要は三滝莉緒はこれから博人が通う学校では有名人なのだ。だから、当然ファンクラブぐらいある。その莉緒を怒らせる事で生じる問題は二つ。一つは莉緒がファンクラブの連中に怒っている理由を告げ口する。だが、それは莉緒の性格上有り得ない。もう一つの問題は、その辺りにいるファンクラブの連中に一連の騒動を見られる事だ。朝の道端なのだから、それは十分に有り得る。実際に有り得たわけだが。
「許せねえ。俺達の莉緒さんを怒らせるなんて、許せねえ!」
いつからお前達の物になったんだ、という言葉は飲み込む。これ以上逆上させたくない。
男は手を組んでボキボキと鳴らし、博人に歩み寄った。だが、博人は動かない。転校初日で問題は起こしたくないのだ。殴られる事は承知の上。何発か我慢するだけだ。

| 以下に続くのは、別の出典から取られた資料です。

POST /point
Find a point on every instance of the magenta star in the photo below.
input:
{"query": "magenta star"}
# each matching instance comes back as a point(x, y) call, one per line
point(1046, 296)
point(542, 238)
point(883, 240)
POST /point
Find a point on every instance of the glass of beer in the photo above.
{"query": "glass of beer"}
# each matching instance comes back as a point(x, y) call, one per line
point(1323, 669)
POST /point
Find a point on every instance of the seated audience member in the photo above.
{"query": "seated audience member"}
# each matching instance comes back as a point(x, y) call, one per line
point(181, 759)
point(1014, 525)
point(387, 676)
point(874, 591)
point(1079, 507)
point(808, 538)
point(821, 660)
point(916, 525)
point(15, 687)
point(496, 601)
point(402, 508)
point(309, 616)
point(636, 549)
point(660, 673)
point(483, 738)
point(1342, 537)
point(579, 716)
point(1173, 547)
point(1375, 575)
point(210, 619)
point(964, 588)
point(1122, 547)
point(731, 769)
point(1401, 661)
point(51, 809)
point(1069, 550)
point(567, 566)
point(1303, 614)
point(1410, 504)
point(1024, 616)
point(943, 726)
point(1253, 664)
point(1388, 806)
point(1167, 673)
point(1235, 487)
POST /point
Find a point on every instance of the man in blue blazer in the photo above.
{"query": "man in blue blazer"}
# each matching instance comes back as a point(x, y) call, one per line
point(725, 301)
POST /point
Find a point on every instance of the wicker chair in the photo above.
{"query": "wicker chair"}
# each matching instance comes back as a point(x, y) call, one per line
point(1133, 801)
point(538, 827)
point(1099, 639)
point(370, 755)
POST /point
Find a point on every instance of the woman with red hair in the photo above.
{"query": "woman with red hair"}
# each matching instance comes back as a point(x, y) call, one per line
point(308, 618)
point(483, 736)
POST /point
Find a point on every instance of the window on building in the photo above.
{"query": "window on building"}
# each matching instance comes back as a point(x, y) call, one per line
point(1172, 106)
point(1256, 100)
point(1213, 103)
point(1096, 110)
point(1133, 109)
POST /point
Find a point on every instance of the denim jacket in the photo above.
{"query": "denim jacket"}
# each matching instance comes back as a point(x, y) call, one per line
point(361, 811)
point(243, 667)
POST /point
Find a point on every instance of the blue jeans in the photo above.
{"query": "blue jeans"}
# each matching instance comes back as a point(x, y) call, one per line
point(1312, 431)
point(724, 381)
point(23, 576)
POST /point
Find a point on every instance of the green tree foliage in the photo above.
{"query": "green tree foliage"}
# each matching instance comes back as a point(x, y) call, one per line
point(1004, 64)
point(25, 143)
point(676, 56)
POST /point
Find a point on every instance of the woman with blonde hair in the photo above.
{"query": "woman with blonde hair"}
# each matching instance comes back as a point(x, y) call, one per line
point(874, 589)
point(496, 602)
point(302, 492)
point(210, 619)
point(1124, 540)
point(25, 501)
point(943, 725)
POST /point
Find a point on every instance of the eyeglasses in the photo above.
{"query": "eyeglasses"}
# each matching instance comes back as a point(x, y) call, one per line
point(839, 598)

男は拳を硬く握った。そして構える。照準を博人の頭部に合わせ、それを放つ。
「喰らえや!」
そして、
拳は止まった。
「やめろよ」
男の手首を掴み、その拳を止めているその少年は、髪を少し長く伸ばし、茶色に染めている。
博人は呆気に取られた。何故俺を助けてくれたのだろう、と。